Taking a page out of Mitchell Lichtenstein's hilarious horror farce TEETH, John Gulager's ups the ante in terms of nut-biting terror in PIRANHA 3DD, which reunited the director with Dunstan and co-scribe Patrick Melton. Y'all know the deal...when a baby piranha slithers its way into the vag of a nubile teen, the slimy little fucker proves to be the best damn contraception ever. When the young lady is getting busy in bed with her man, uh yeah, the toothy flesh-eater sees light at the end of the tunnel. Turns out it was some dude's piece.
I would have loved to be in the writing room when Dunstan and his writing partner Patrick Melton came up with this one. Good god! Near the end of SAW VI, we're treated with an awfully foul but tremendously inventive fatality involving acid injections. Trapped in a large caged corridor, a man is suddenly impaled in the back with a multi-pronged tube. Acid is then dispensed, and it isn't long before the man is basically boiled into a bloody pulp, his guts spilling and bubbling into a liquefied goo all over the floor. Shite's no joke!

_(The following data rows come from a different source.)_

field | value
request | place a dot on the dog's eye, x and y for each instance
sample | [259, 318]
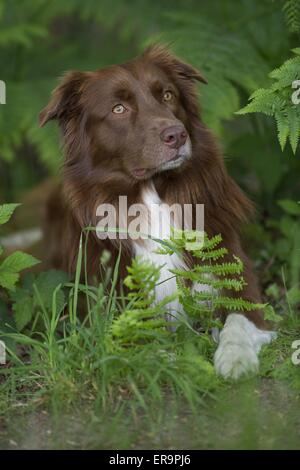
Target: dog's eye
[168, 95]
[119, 109]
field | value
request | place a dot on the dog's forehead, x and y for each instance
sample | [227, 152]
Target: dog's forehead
[131, 76]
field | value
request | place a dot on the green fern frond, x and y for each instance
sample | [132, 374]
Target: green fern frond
[277, 101]
[291, 9]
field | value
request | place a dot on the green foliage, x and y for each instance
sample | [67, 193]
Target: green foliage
[6, 211]
[208, 294]
[277, 101]
[36, 293]
[141, 320]
[291, 9]
[11, 267]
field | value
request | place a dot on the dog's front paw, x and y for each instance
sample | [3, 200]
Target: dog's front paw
[233, 360]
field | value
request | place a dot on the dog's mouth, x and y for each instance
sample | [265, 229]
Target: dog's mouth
[183, 154]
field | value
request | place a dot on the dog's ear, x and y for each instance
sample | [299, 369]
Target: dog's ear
[65, 98]
[160, 54]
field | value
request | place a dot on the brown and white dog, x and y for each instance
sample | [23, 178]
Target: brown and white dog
[135, 129]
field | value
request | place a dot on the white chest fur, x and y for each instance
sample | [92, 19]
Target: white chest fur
[146, 249]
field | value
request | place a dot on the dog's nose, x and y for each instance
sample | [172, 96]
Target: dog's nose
[174, 136]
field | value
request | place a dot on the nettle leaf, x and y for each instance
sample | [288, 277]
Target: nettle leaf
[12, 266]
[23, 309]
[6, 211]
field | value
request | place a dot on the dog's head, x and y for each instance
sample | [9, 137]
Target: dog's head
[135, 118]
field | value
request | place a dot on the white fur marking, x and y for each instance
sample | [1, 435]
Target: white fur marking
[146, 249]
[240, 343]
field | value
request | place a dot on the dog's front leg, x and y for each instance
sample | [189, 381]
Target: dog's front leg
[239, 345]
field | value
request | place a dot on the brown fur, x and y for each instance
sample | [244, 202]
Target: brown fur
[101, 152]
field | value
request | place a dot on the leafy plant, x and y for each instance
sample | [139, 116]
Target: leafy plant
[11, 266]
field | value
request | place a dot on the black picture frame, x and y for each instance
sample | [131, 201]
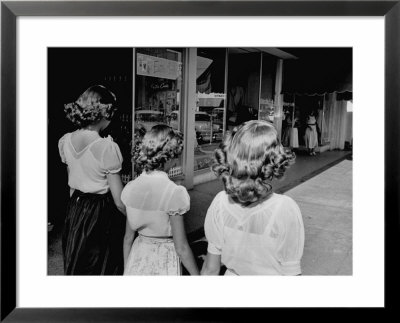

WARNING, THIS ENTRY CONTAINS SPOILERS FOR THE COLLECTION, IN THEATERS TODAY. That said, if you've been plumbing some of the behind-the-scenes and promo material for the film, you may already know the deal. Ever on the quest to raise the bar, Dunstan's opens his new film with a massacre of jaw-dropping proportions. Thing is, he doesn't just wipe out a whole nightclub with a giant meat thresher, he wipes out an entire plotline we think we're going to follow for the rest of the movie. He pulls a Janet Leigh in the opening act, letting more blood than a small war.